Feature	Geosynchronous (GSO)	Geostationary (GEO)
Orbital Period	23h 56m 4s (Matches Earth)	23h 56m 4s (Matches Earth)
Inclination	Can be tilted (inclined)	Must be 0° (Above the Equator)
Appearance from Earth	Moves in a pattern (e.g., figure-eight)	Fixed/Stationary at one point
Altitude	~35,786 km	~35,786 km

Sources: Science-Class VII . NCERT(Revised ed 2025), Earth, Moon, and the Sun, p.176; Science ,Class VIII . NCERT(Revised ed 2025), Keeping Time with the Skies, p.185; Physical Geography by PMF IAS, Earths Atmosphere, p.280; Environment and Ecology, Majid Hussain, BASIC CONCEPTS OF ENVIRONMENT AND ECOLOGY, p.6

3. Applications of Satellite Orbits: Remote Sensing vs. Communication (intermediate)

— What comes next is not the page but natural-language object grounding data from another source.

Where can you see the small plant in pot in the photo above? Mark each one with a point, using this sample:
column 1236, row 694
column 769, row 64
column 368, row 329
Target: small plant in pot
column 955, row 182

Concept: Applications of Satellite Orbits: Remote Sensing vs. Communication

4. Electromagnetic Waves and Modulation (AM vs. FM) (basic)

To understand how we communicate with satellites and radios, we must first look at the Electromagnetic (EM) Wave. Think of a wave as a carrier of energy. A wave has a wavelength (the distance between two peaks) and a frequency (how many peaks pass a point in one second). These two are inversely related: the higher the frequency, the shorter the wavelength Physical Geography by PMF IAS, Tsunami, p.192. In the world of communication, Radio Waves are our workhorses because they have long wavelengths and can travel vast distances Physical Geography by PMF IAS, Earths Atmosphere, p.279.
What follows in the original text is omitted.